Jay went live in mid-December, but they deliberately held back.
Initially the AI just had conversations, no commercial services or selling. Just helping people with their moves, answering questions, building rapport. They tested on their own direct customers first for a couple of months before turning it on for partner channels. They work with hundreds of partners, so it had to work before wider release.
“And of course it was breaking a lot,” Ross admitted. “There are going to be a lot of bugs when these new tools roll out. We’re something that is completely new. Nobody has done this before, specifically in our space.”
Every conversation Jay has gets reviewed. Their own AI evaluates interaction quality, then humans review on top of that. When the AI gets something wrong, they feed it back in. The top metric is conversion to actually using a service, not conversation volume or time saved.
The staged approach also surfaced something they hadn’t expected. International expansion was already on the roadmap, but while reviewing Jay’s conversation logs, the Just Move In team noticed that international customers, roughly 10 to 20% of their base, were interacting in their native languages. “If your first interaction is in your mother tongue, that’s an incredible touchpoint,” he said. “You’re naturally going to lean towards that product for whatever else you might need after the move.”
European expansion had always been a possibility, but the rebuild had made it far more accessible than they’d assumed. They already have global partners and a supplier base covering multiple countries, and the product can operate in any market without hiring a local sales team. They’re now planning to enter a new market next year, testing on a small trial basis before committing serious resource.
Just Move In built the core Jay platform and the customer experience around it themselves, that’s proprietary. But in the back office, they’ve taken a more pragmatic approach, buying tools where it made sense while accepting they might replace them later.
They invested in a call analysis product that was expensive and delivered great insight, but the value was limited by whether the team had capacity to act on what it surfaced. “These tools are amazing. But they’re only as good as the humans on the other side making the decisions.” Ross admitted they’d fallen over in certain areas on exactly that point.
We hear this regularly from companies working with aibl. The tooling decision is rarely the hard part, it’s having the right people focused on making the tool deliver.
His advice for vendor selection: run a proper RFP, review four or five suppliers against clear criteria, pilot before committing, and make sure you have the right people internally to deliver on it. “You can end up with lots of software with no one using it.”
The tooling landscape is shifting quickly. Platforms they already pay for are releasing features that will likely replicate what they’re currently buying separately.

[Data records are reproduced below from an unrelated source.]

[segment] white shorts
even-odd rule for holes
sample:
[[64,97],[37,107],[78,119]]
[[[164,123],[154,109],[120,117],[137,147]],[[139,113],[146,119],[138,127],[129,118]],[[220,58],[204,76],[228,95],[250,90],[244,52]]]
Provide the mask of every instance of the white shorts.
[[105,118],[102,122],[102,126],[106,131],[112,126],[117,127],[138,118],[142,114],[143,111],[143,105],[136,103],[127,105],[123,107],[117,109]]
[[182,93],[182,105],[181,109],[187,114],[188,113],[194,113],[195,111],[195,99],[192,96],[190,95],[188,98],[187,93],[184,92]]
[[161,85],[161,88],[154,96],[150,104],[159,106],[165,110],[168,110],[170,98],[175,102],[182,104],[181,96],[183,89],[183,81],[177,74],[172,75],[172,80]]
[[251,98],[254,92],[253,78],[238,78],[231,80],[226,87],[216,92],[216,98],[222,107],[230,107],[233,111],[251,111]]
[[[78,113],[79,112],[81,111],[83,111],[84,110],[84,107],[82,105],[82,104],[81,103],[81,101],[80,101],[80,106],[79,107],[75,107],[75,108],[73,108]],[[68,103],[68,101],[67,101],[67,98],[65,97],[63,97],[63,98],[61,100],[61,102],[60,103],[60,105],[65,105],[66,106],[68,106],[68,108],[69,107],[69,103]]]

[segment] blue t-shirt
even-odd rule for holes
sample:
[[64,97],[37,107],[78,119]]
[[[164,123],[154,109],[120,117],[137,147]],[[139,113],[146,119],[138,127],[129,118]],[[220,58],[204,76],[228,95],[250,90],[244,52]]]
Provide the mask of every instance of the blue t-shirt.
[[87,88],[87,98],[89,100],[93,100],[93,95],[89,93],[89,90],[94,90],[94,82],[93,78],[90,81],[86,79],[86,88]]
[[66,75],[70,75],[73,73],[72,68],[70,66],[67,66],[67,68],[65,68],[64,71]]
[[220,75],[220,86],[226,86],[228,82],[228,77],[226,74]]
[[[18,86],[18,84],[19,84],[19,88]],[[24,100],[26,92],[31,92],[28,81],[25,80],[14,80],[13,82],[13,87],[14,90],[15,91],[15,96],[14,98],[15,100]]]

Voice AI quality is improving so fast that the gap between building and buying closes all the time. For now it’s about balancing the two, and staying ready to switch when things move.
Ross was clear on what it takes. “If you want to go and do this stuff, you have to believe it. You have to commit to it. It isn’t straightforward. It isn’t easy.” But he also thinks the window is wider than most people assume. The landscape moves so fast that someone starting fresh today could be at the front of the pack within a month.
“We’re still figuring it out ourselves as we go. We don’t have all the answers. I don’t think anybody does. I think that’s the thing that will give people a lot of comfort.”